I have, thank goodness,
no serial story on hand for this summer, to hang like an Old Man of
the Sea about my neck, and hope to enjoy a little season of being like
other folks. It is a most lovely day to-day, most unfallen Eden-like."
In a letter written later in the same season, March 28, 1875, Mrs.
Stowe gives us a pleasant glimpse at their preparations for the proper
observance of Easter Sunday in the little Mandarin schoolhouse. She
says:--
"It was the week before Easter, and we had on our minds the dressing
of the church. There my two Gothic fireboards were to be turned into a
pulpit for the occasion.
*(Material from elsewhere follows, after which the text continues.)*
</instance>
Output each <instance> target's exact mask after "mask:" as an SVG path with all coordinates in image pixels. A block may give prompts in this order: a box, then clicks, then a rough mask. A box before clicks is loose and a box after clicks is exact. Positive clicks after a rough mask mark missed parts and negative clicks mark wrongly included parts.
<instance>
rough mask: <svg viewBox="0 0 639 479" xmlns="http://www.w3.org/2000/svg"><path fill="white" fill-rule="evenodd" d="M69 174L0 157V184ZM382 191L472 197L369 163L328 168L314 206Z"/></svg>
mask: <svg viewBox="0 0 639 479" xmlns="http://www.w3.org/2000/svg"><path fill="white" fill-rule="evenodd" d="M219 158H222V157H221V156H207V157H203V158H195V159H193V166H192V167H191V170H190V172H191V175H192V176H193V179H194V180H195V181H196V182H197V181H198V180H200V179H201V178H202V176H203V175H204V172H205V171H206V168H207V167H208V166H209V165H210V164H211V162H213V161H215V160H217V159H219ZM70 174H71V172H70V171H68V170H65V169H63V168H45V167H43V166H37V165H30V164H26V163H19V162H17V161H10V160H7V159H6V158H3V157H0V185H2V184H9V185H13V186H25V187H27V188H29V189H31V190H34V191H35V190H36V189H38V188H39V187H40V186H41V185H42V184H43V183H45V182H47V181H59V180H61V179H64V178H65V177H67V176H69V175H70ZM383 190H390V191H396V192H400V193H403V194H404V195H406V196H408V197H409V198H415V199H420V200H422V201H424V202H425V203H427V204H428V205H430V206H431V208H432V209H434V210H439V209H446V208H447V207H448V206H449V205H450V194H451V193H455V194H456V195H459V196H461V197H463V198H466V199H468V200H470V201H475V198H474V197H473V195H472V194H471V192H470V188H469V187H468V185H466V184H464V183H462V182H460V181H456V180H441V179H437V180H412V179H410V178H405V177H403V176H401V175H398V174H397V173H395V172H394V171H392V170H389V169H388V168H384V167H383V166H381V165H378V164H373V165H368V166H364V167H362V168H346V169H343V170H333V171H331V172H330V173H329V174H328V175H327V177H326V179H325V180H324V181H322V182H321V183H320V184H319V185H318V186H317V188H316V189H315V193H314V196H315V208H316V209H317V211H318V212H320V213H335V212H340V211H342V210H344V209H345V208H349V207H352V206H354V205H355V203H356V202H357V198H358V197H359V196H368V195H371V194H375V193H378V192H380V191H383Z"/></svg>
I went to Jacksonville and got a fiveinch
moulding for a base, and then had one fireboard sawed in two, so that
there was an arched panel for each end. Then came a rummage for
something for a top, and to make a desk of, until it suddenly occurred
to me that our old black walnut extension table had a set of leaves.
They were exactly the thing. The whole was trimmed with a beading of
yellow pine, and rubbed, and pumice-stoned, and oiled, and I got out
my tubes of paint and painted the nail-holes with Vandyke brown. By
Saturday morning it was a lovely little Gothic pulpit, and Anthony
carried it over to the schoolhouse and took away the old desk which I
gave him for his meeting-house. That afternoon we drove out into the
woods and gathered a quantity of superb Easter lilies, papaw,
sparkleberry, great fern-leaves, and cedar.